Ultimately, however, I’m not convinced. As user u/octnoir puts it:
The reality is throughout history false flag attacks have been very few and far between. It is exceedingly common for fascist groups to just take advantage of random acts of violence or reprisal acts of violence or in this case control of the media to drive a narrative. That often happens anyways since fascists like to poke and prod until they get a reaction since it justifies their world view.
In turn [the] chaos and paranoia they spread not only aids fascist takeover since it is easy to justify authoritarianism under chaos, it also causes individuals to stress out further and further until eventually one snaps and decides to risk it all.
Occam’s Razor is right - what’s more likely? That an incompetent set of buffoons that can barely keep straight on the Epstein files are able to seamlessly smuggle in a false flag attack? Or that the economy is shit, society is fracturing, violence is increasingly normalized, everyone is traumatized, everything is chaos, and that someone stressed out of their minds decided to alleviate it with their own individual action?
I am concerned, however, at how Trump’s own conspiratorial logics are infecting the left. What does it say about us if we start to think and play by his rules? Where do we go from here?
I’m afraid I don’t have a neat explanation or a simple narrative that will tie everything together.
As Hank says, I don’t want to believe. I want to know.
And all I know for sure is that living in a world that doesn’t value shared authority, empirical evidence, or absolute truth is terrifying.
When it comes to conspiracy theories, what should I add to my syllabus?
I want to hear from you, whether it’s in the comments on this post or in emails to me directly at roschmansyllabus@substack.com!
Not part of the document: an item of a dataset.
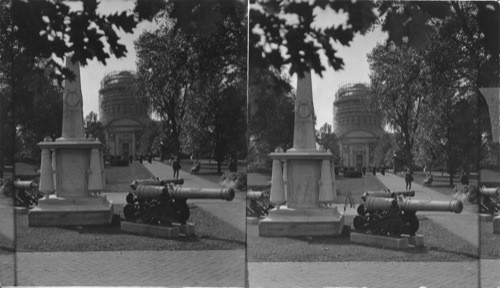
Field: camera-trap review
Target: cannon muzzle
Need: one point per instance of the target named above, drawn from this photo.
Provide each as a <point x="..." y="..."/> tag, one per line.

These lurid accounts - and the moral panic surrounding Awful Disclosures - bear more than a little resemblance to the Satanic Panic initiated by Michelle Remembers 140 years later, which I wrote about back in 2024. Ironically, of course, in Michelle Remembers the heroes are all Catholic, and Michelle is rescued from the baby-killing Satanists by the Virgin Mary herself. Oddly enough, both Maria Monk and Michelle Smith were Canadian. Makes you wonder, doesn’t it, whether Canada is Up to Something…
These days, of course, most conspiracy theories boil down to garden-variety anti-Semitism. Adventists are refreshingly vintage in that regard.
I recently custom-ordered a baseball cap that simply says [citation needed]. Consider it unofficial Syllabus merch.
Seriously, PETA are so laughably awful that it’s hard to believe they’re doing anything meaningful to improve animal welfare.
No relation to those other Rothschilds, though he jokes it’s a hell of a conversation starter in conspiratorial spaces.
In this case, the Cat Bongos subreddit’s moderator used his control as “Supreme Leader” to pin a post with his version of the theory to the top of the page for 24 hours. Opinions among commenters were mixed as to whether they welcomed the anti-Trump discussion or were frustrated to see politics bleed into a silly and escapist corner of the internet. Incidentally, it was in the comments of a post about this subreddit on r/SubredditDrama that I discovered the aforementioned academic math paper.